Yes..If i get Swans D1080-IV then look for Sound card/DAC..


----------



## anirbandd (Apr 10, 2016)

if you have the monies, then definitely D1080 IV.. 

As for the soundcard/DAC, yes there will be a very good improvement over the onboard audio. the difference will be audible right away. 
and dont forget to use foobar with WASAPI Output support.

can you explain about the TV output? i did not get what you wanted to mean..


----------



## Deleted member 118788 (Apr 10, 2016)

anirbandd said:


> if you have the monies, then definitely D1080 IV..
> 
> As for the soundcard/DAC, yes there will be a very good improvement over the onboard audio. the difference will be audible right away.
> and dont forget to use foobar with WASAPI Output support.
> ...



I am getting the D1080 IV. Do I need a soundcard or an external DAC? I am not an audiophile and I think my new motherboard does have a good audio chipset. These are the specs for audio chipset. Let me know your thoughts on this. 

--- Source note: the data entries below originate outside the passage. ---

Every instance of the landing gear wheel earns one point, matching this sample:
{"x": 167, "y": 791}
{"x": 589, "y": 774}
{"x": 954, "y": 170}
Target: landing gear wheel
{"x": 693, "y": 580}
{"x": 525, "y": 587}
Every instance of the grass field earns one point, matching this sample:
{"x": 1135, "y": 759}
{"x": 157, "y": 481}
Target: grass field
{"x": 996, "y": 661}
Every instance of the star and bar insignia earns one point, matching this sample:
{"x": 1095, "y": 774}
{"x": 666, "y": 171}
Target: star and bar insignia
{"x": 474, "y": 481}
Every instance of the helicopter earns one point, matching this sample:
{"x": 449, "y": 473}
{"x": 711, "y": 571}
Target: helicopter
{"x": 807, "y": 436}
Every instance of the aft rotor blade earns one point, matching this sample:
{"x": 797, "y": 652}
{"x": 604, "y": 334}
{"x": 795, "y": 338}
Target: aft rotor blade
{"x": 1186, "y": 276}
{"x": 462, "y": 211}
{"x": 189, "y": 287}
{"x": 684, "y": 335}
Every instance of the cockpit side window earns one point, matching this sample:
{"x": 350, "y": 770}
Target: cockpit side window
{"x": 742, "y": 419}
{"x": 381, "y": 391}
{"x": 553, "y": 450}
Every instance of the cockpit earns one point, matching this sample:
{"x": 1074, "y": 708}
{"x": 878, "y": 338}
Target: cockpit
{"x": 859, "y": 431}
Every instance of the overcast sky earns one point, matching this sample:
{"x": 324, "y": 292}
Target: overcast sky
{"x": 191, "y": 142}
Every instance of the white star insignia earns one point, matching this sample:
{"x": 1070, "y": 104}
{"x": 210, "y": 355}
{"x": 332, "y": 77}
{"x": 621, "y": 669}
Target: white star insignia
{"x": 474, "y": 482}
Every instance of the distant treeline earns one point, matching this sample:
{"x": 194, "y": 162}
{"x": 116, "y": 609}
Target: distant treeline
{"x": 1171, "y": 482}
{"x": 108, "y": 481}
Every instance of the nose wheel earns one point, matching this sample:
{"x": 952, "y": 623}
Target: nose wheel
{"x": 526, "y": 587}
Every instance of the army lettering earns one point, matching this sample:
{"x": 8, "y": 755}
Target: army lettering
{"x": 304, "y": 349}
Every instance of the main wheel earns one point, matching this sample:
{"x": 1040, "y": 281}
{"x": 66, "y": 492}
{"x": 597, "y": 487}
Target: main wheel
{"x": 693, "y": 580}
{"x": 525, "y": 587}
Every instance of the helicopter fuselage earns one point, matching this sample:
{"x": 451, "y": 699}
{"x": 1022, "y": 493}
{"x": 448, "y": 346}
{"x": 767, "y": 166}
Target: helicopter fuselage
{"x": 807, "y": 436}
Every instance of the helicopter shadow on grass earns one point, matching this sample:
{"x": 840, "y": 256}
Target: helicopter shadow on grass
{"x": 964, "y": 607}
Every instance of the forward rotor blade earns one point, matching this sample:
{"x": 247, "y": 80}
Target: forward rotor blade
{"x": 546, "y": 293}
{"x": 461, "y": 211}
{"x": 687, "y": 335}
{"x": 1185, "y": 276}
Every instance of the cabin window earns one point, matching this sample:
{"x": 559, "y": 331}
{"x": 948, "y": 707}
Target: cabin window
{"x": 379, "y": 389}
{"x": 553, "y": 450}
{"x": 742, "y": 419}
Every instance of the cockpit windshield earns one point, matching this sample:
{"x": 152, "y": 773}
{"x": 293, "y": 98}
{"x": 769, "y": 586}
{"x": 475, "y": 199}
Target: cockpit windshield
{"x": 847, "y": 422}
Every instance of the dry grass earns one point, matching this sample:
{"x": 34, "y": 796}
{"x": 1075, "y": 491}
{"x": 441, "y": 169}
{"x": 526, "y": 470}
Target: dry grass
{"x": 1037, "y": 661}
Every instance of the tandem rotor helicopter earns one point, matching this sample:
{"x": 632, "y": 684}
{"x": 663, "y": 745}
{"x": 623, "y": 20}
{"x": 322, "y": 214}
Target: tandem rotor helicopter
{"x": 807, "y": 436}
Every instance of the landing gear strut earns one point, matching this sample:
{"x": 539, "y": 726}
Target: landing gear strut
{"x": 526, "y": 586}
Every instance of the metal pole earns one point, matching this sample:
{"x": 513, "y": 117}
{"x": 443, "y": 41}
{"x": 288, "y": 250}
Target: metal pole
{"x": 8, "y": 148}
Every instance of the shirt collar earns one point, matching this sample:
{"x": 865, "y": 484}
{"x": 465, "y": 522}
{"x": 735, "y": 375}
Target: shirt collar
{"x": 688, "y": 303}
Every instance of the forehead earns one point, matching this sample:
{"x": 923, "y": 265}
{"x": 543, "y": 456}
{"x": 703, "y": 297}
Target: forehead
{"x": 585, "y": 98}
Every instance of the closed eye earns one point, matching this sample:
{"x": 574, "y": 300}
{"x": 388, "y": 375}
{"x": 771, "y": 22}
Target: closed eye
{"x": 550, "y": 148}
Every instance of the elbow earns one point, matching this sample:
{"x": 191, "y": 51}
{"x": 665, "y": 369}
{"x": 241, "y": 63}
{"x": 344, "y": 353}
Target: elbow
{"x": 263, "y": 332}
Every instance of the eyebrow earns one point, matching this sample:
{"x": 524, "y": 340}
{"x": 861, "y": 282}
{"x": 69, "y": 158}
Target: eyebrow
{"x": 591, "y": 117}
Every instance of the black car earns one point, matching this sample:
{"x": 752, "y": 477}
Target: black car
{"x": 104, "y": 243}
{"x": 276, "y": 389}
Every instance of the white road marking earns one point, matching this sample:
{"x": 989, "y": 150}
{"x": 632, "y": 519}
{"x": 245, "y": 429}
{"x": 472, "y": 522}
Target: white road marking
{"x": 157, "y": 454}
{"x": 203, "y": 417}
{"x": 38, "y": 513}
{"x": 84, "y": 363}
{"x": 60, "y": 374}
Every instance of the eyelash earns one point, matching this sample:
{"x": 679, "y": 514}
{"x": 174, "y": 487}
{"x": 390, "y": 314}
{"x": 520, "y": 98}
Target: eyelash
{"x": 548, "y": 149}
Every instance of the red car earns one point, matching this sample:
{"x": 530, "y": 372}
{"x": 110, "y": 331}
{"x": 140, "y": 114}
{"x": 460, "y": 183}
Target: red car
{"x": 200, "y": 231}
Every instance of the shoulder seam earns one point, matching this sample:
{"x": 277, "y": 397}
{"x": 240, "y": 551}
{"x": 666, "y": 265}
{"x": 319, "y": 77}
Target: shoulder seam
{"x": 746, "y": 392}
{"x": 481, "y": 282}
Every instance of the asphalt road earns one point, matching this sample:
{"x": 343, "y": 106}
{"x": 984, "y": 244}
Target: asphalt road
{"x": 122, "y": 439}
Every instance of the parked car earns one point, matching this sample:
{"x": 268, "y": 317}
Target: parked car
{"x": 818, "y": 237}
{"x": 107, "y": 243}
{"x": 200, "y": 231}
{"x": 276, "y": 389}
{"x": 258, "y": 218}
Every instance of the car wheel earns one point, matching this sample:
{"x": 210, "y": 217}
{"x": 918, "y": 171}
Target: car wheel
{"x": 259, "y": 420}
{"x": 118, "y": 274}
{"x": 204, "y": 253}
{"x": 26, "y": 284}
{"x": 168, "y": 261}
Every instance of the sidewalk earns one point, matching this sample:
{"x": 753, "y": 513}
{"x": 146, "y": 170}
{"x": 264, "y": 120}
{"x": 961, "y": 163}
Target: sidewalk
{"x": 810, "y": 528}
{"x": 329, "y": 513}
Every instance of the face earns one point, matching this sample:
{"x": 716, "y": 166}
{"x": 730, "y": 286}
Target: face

ROG SupremeFX 2015 8-Channel High Definition Audio CODEC
- Supports : Jack-detection, Multi-streaming, Front Panel Jack-retasking
- SupremeFX Shielding Technology
*- ESS® ES9023P*
- TI RC4580 2VRMS audio OP AMP(s)

ROG MAXIMUS VIII HERO ALPHA | Motherboards | ASUS India


----------



## shreeux (Apr 10, 2016)

anirbandd said:


> if you have the monies, then definitely D1080 IV..
> 
> As for the soundcard/DAC, yes there will be a very good improvement over the onboard audio. the difference will be audible right away.
> and dont forget to use foobar with WASAPI Output support.
> ...



*Intel Desktop Board DP45SG*

*Sony KDL-32W674A*


----------



## anirbandd (Apr 10, 2016)

Geek-With-Lens said:


> I am getting the D1080 IV. Do I need a soundcard or an external DAC? I am not an audiophile and I think my new motherboard does have a good audio chipset. These are the specs for audio chipset. Let me know your thoughts on this.
> 
> ROG SupremeFX 2015 8-Channel High Definition Audio CODEC
> - Supports : Jack-detection, Multi-streaming, Front Panel Jack-retasking
> ...



looks good! you can skip the sound card.

- - - Updated - - -



shreeux said:


> *Intel Desktop Board DP45SG*
> 
> *Sony KDL-32W674A*



what do you want to do with it?


----------



## shreeux (Apr 10, 2016)

anirbandd said:


> l
> what do you want to do with it?



May need Souncard/DAC  or Can i skip?


----------



## anirbandd (Apr 10, 2016)

shreeux said:


> May need Souncard/DAC  or Can i skip?



what do you want to connect?

PC to TV, with seperate speakers?


----------



## shreeux (Apr 10, 2016)

anirbandd said:


> what do you want to connect?
> 
> PC to TV, with seperate speakers?



In my home TV (KDL-32W670A) & System (HP Pavilion 23CW) in different room..When ever watching movies, I swap the speaker system accordingly.

So, I need to use multipurpose only, i like buy external Soundcard or DAC?


----------



## anirbandd (Apr 11, 2016)

so if they are in different rooms, do you physically shift the speakers each time you move from the TV to the PC or vice versa?


----------



## shreeux (Apr 11, 2016)

anirbandd said:


> so if they are in different rooms, do you physically shift the speakers each time you move from the TV to the PC or vice versa?



Yes for time being, until i get 2nd set. That's why planning to buy (2.0+2.1)


----------